Johann Christoph Rothe (1653 – 2 June 1700) was a German Baroque composer.

== Biography ==
According to Ernst Ludwig Gerber, the court organist at Sondershausen in the time of Rothe's sons and grandsons, Rothe was born in Rosswein, Meissen, where his father was kapellmeister and who gave him his early training. Though no kapellmeister by the name of Rothe is documented in Rosswein at the period. He initially served as falsettist and violinist in Coburg, then in 1693 entered the court at Sondershausen. He died there.

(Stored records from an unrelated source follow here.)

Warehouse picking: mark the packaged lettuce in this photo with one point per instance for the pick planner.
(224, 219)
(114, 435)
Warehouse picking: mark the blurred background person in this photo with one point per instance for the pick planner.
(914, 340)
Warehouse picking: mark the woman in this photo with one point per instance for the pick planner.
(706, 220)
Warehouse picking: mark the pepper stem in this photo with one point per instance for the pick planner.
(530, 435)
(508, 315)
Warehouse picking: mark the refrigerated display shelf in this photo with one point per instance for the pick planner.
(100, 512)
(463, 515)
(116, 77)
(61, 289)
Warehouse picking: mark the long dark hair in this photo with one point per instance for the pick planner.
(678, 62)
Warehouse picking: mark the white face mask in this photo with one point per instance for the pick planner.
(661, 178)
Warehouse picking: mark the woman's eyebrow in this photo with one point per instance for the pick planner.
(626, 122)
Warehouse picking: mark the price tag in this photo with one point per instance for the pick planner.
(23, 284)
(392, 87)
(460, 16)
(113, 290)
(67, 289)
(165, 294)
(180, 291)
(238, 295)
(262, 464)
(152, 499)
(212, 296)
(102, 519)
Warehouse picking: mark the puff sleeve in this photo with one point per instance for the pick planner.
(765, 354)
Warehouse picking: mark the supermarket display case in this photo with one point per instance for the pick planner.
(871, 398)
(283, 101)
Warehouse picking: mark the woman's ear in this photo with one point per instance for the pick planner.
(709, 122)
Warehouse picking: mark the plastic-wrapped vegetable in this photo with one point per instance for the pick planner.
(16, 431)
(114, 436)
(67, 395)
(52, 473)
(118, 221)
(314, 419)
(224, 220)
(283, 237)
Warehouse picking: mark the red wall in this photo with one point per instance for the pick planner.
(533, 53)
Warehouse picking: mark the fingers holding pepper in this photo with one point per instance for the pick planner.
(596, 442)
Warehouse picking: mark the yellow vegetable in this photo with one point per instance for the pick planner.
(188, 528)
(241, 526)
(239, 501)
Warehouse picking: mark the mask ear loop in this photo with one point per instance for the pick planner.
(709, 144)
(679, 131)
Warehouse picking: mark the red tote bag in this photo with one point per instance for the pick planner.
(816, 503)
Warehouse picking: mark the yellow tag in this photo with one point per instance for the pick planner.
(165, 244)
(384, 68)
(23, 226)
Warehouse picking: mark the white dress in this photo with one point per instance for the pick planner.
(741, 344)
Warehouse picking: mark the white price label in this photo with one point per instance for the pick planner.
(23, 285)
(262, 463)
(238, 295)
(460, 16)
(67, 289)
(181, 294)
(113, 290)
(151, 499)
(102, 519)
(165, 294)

He is recorded to have composed many passions and Easter compositions, but his only surviving work is a St Matthew Passion (1697), which is the earliest surviving example of the oratorio passion from Central Germany. It is not clear if Rothe was familiar with the precedents by Johann Sebastiani (Königsberg 1672) and Johann Theile (Lübeck 1673). The libretto is taken from the Halberstadt composer Christian Clajus' passion of 1693, no longer extant. Rothe's sons and grandsons continued to serve as musicians at the Sondershausen court.

==Recordings==
- Matthäus Passion - St Matthew Passion 1697. Bernhard Klapprott, cpo, 2009.